Il 12 novembre del 1935, uno dei principali rappresentanti della jewsh Agency, Seling Brodetsky, nel corso della sedicesima conferenza annale della federazione delle donne sioniste  d’Inghilterra, aveva così evidenziato: << Gli ebrei non hanno alcuna questione con l’Italia. Il modo con cui l’Italia tratta gli ebrei, siano suoi cittadini o d’immigrati, è stato ed è ammirevole. Vorrei che qualche altro paese modellasse sull’esempio italiano il trattamento che riserva agli ebrei che vivono nel suo seno>>.

A conferma della difesa e benevolenza del fascismo nei confronti degli ebrei, ne sono testimoni gli ebrei stessi, direi insigni ebrei. A conferma, basterebbe leggere la requisitoria del Procuratore Generale Gideon Hausner di Tel Aviv al processo contro Adolf Eichman nel 1960 (<<la nazione più cara a Israele è l'Italia: per quello che le autorità civili, diplomatiche e militari hanno fatto per sottrarre alla deportazione masse di ebrei in Francia, Grecia, Croazia; per l'atteggiamento assunto dalla popolazione verso gli ebrei stessi italiani, per l'aiuto dato ai rifugiati ebrei d'ogni parte d'Europa che furono concentrati in varie direzioni geografiche. Passare nella zona italiana, tanto in Grecia che in Francia, era andare verso la salvezza>>); sempre al processo Eichman, la professoressa Hilda Cassuto (sorella del rabbino di Firenze Nathan) nel corso della sua deposizione dichiarò: <<malgrado la legislazione razziale varata dal governo fascista, gli ebrei italiani non ebbero il pericolo né la loro vita né la loro libertà; le loro restrizioni furono soltando di natura economica. Gli impiegati dello stato persero il loro posto, ma potettero trovare altre sistemazioni onorevoli ed anche adeguatamente lucrative. io, già professoressa di matematica, mi sistemai in una scuola ebraica che fu subito costituita. non abbiamo avuto preoccupazioni fino al 10 setembre 1943>>;  o quel bel libro di Shelah Menachem significativamente intitolato: <<un debito di riconoscenza>>.

Giorgio Bocca, nel suo libro « Il filo nero », riferisce che in Francia (dove lui era in servizio militare con il grado di Sottotenente, e destinato ad un Fronte di guerra certamente più tranquillo che altrove, se non comodo ) quando le Forze Armate italiane iniziavano a ritirarsi dai territori occupati, avevano al seguito una quantità indicibile di ebrei francesi che volontariamente seguivano i Militari italiani ben sapendo che solo da essi avrebbero continuato ad avere protezione.

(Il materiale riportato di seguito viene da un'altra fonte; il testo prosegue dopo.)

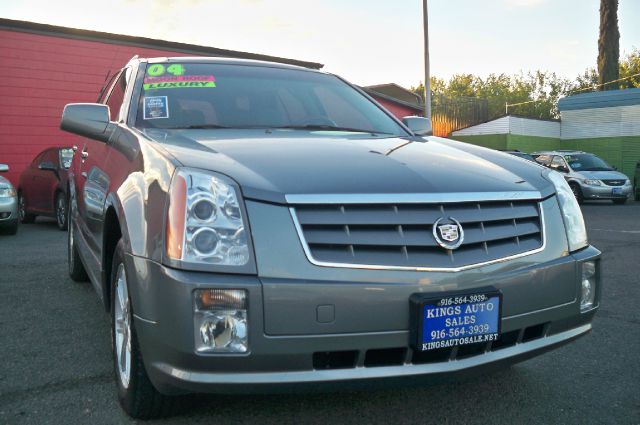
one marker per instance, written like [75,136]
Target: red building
[45,67]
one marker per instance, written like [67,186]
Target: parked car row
[43,186]
[42,191]
[8,204]
[589,176]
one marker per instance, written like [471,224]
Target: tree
[629,70]
[608,45]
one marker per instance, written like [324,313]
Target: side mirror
[87,119]
[419,125]
[47,165]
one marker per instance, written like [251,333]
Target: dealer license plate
[456,319]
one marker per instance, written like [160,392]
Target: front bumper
[605,192]
[163,303]
[8,210]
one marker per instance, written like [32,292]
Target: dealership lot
[56,359]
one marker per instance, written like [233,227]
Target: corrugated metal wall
[38,76]
[531,127]
[498,126]
[601,122]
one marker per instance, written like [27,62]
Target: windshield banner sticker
[179,81]
[156,107]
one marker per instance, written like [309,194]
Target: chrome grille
[616,182]
[401,235]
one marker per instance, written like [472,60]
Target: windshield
[205,95]
[586,162]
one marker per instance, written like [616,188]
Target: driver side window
[116,97]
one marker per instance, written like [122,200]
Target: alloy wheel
[122,327]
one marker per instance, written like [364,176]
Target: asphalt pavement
[56,367]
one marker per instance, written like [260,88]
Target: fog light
[220,320]
[588,292]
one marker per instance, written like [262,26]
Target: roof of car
[558,152]
[221,60]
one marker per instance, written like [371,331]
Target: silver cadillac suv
[253,226]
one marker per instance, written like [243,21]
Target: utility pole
[427,77]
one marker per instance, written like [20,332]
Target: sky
[365,41]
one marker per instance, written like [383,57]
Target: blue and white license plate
[457,319]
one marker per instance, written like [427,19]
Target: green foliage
[534,95]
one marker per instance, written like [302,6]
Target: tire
[577,192]
[77,272]
[61,211]
[136,394]
[25,217]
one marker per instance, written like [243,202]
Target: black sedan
[43,186]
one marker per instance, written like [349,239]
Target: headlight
[588,287]
[205,225]
[592,182]
[573,221]
[7,192]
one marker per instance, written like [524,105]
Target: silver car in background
[8,204]
[589,177]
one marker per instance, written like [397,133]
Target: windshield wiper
[195,127]
[326,127]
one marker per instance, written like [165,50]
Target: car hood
[269,165]
[601,175]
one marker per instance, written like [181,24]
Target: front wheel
[61,211]
[136,394]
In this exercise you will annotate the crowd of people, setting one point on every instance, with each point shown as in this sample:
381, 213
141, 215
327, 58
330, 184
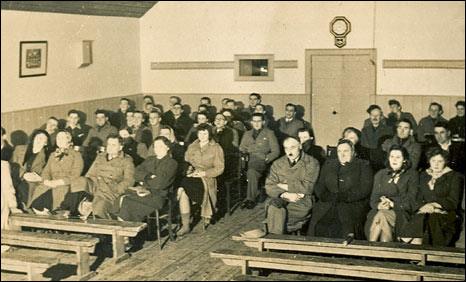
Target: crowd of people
393, 180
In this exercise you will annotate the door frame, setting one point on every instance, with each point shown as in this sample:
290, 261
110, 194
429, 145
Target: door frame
372, 52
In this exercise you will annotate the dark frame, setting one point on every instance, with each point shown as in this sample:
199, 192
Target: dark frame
41, 68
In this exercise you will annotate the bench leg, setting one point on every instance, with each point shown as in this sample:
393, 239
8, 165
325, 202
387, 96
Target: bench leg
118, 246
35, 274
228, 188
83, 271
157, 222
245, 268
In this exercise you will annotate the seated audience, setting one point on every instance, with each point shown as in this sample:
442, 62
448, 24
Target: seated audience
404, 138
141, 134
108, 178
456, 124
290, 185
155, 119
148, 104
155, 177
202, 118
62, 171
51, 127
261, 146
455, 149
178, 120
289, 125
7, 149
354, 135
307, 141
130, 146
269, 121
102, 130
437, 204
74, 127
393, 197
227, 138
373, 136
29, 162
343, 191
234, 123
396, 115
200, 184
425, 129
118, 118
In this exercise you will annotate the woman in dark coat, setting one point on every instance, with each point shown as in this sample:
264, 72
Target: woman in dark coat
393, 197
438, 200
200, 184
28, 163
343, 192
156, 175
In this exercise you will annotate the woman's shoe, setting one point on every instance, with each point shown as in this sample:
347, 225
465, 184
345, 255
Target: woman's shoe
205, 223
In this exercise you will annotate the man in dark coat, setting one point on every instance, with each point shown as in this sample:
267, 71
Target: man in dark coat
456, 124
262, 148
343, 192
155, 176
290, 185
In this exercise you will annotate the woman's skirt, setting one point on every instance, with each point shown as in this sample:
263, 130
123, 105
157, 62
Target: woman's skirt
194, 188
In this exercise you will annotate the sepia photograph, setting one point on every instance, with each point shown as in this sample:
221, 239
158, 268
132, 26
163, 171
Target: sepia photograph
232, 140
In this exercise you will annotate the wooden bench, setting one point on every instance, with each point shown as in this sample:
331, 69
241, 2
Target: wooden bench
82, 245
32, 265
117, 229
359, 248
349, 267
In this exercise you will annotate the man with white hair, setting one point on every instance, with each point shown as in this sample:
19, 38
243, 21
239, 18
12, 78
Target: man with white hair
290, 185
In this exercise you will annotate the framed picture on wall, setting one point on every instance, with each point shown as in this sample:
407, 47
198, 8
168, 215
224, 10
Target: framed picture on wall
32, 58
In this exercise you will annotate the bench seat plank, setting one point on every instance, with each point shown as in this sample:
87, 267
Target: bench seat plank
336, 266
356, 248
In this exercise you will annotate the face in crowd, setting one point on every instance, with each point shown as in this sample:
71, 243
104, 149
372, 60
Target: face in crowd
403, 130
442, 135
73, 119
292, 148
220, 121
154, 118
304, 136
434, 111
64, 140
351, 136
40, 141
203, 136
202, 118
100, 119
376, 117
130, 119
253, 101
51, 126
396, 159
290, 112
437, 163
345, 153
113, 146
160, 149
257, 122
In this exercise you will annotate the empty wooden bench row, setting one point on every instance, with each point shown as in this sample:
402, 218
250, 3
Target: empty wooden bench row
81, 245
358, 248
348, 267
117, 229
33, 266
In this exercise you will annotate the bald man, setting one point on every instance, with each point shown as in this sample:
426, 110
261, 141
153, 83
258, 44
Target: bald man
290, 185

Varrebbe la pena rileggere anche quel che scrissero Rosa Paini (« I sentieri della speranza »), Paul Johnson (« Storia degli ebrei »), Léon Poliakov (« Il nazismo e lo sterminio degli ebrei »), Israel Kalk (« Gli ebrei in Italia durante il Fascismo »), Salini Diamond (« Internment in Italy »), Gorge L. Mosse (« Il razzismo in Europa »); o rileggere quel che scrisse Padre Graham su “Civiltà Cattolica” del marzo 1987 in merito al Fascismo, Mussolini e gli ebrei. E così molti altri ancora.

È significativa l'espressione quasi plastica dello storico ebreo Léon Poliakov il quale nei suoi studi parla di quel famoso “schermo” o “scudo protettore” che immediatamente veniva calato a difesa degli ebrei in ogni luogo dove giungevano le Forze Armate italiane il cui primo provvedimento era quello della dichiarazione di inefficacia di ogni decisione tedesca adottata in pregiudizio degli ebrei.

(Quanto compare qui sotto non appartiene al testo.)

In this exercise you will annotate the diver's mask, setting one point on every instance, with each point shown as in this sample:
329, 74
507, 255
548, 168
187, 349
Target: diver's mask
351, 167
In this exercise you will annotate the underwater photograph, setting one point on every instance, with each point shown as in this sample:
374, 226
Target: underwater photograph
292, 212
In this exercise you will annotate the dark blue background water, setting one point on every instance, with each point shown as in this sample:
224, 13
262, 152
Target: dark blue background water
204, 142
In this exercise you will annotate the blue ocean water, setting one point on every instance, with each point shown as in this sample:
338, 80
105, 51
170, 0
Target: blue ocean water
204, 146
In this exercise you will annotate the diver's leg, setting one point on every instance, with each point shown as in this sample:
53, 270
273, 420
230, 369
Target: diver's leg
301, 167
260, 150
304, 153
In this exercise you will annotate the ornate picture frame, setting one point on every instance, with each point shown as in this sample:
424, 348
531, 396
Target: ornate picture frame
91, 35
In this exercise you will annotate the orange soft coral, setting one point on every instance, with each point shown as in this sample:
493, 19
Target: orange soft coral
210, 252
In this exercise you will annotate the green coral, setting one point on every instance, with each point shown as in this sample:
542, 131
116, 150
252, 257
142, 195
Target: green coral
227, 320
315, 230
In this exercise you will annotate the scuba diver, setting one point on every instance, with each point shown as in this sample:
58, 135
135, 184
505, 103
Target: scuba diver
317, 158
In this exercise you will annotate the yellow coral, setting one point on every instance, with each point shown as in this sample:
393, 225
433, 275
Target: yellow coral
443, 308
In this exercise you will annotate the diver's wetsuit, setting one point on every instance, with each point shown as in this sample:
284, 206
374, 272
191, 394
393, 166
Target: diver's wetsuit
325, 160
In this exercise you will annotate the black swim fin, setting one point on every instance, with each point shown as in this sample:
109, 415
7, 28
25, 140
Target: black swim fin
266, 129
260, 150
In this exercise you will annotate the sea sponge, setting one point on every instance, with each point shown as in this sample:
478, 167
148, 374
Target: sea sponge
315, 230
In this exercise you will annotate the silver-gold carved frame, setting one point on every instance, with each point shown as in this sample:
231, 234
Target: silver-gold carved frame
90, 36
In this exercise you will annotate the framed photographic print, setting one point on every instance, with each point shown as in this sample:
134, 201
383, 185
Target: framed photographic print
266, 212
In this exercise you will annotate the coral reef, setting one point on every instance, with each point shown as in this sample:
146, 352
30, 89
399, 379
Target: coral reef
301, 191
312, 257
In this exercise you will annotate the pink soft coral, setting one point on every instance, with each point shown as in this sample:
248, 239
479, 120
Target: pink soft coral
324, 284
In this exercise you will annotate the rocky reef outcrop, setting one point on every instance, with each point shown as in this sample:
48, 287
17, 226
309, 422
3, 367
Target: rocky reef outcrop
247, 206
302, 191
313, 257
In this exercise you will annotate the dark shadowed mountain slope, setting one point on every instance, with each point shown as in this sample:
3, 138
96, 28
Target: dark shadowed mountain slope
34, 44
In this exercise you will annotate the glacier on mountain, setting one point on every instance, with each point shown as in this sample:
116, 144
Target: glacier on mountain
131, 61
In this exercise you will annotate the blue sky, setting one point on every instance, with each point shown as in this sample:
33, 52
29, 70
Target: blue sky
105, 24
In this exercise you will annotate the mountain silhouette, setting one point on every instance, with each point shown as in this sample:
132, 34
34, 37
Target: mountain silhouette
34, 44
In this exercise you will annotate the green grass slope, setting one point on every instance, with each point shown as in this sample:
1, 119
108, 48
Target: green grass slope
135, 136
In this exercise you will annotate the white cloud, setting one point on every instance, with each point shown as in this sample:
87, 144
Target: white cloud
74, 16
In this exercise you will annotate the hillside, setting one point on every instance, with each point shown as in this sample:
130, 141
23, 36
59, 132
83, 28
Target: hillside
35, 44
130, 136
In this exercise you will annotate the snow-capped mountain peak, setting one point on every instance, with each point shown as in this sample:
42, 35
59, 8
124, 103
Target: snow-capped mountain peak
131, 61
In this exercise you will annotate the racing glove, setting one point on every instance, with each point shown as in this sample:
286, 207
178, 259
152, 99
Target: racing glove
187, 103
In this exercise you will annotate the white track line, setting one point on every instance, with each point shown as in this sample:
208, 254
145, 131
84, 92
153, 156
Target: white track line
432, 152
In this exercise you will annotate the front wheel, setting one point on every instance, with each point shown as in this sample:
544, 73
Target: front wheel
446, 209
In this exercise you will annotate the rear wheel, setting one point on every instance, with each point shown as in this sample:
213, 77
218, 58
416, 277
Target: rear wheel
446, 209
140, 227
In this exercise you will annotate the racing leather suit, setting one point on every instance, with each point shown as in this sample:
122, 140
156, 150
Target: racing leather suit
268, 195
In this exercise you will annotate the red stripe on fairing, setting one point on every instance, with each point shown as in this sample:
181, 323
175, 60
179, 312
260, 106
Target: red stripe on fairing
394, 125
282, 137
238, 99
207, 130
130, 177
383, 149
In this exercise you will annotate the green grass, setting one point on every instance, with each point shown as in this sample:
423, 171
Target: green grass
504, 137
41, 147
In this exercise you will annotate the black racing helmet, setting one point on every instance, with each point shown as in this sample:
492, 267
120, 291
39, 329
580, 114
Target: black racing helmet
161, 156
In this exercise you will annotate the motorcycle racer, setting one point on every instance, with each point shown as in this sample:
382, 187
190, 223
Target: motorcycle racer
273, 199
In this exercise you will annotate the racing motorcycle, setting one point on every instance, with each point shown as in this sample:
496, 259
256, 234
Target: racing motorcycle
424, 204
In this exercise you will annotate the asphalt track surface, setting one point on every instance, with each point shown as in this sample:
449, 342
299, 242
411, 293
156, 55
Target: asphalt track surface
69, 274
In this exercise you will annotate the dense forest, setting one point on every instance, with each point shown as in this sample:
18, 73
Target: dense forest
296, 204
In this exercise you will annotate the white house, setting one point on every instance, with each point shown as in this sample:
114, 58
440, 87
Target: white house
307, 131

In realtà vi fu sempre, specialmente durante i lunghi anni della guerra dal 1940 al 1945, una ben precisa direttiva politica testimoniata emblematicamente da un episodio: Benito Mussolini pur di mandar via il Ministro tedesco Von Ribentrop venuto a Roma per protestare per l’atteggiamento fascista di protezione degli ebrei, dette assicurazioni ingannevoli a Von Ribentrop e contestualmente ordinò al Gen. Robotti di inventarsi qualsiasi ragione o scusa ma di non consegnare ai tedeschi neanche un ebreo.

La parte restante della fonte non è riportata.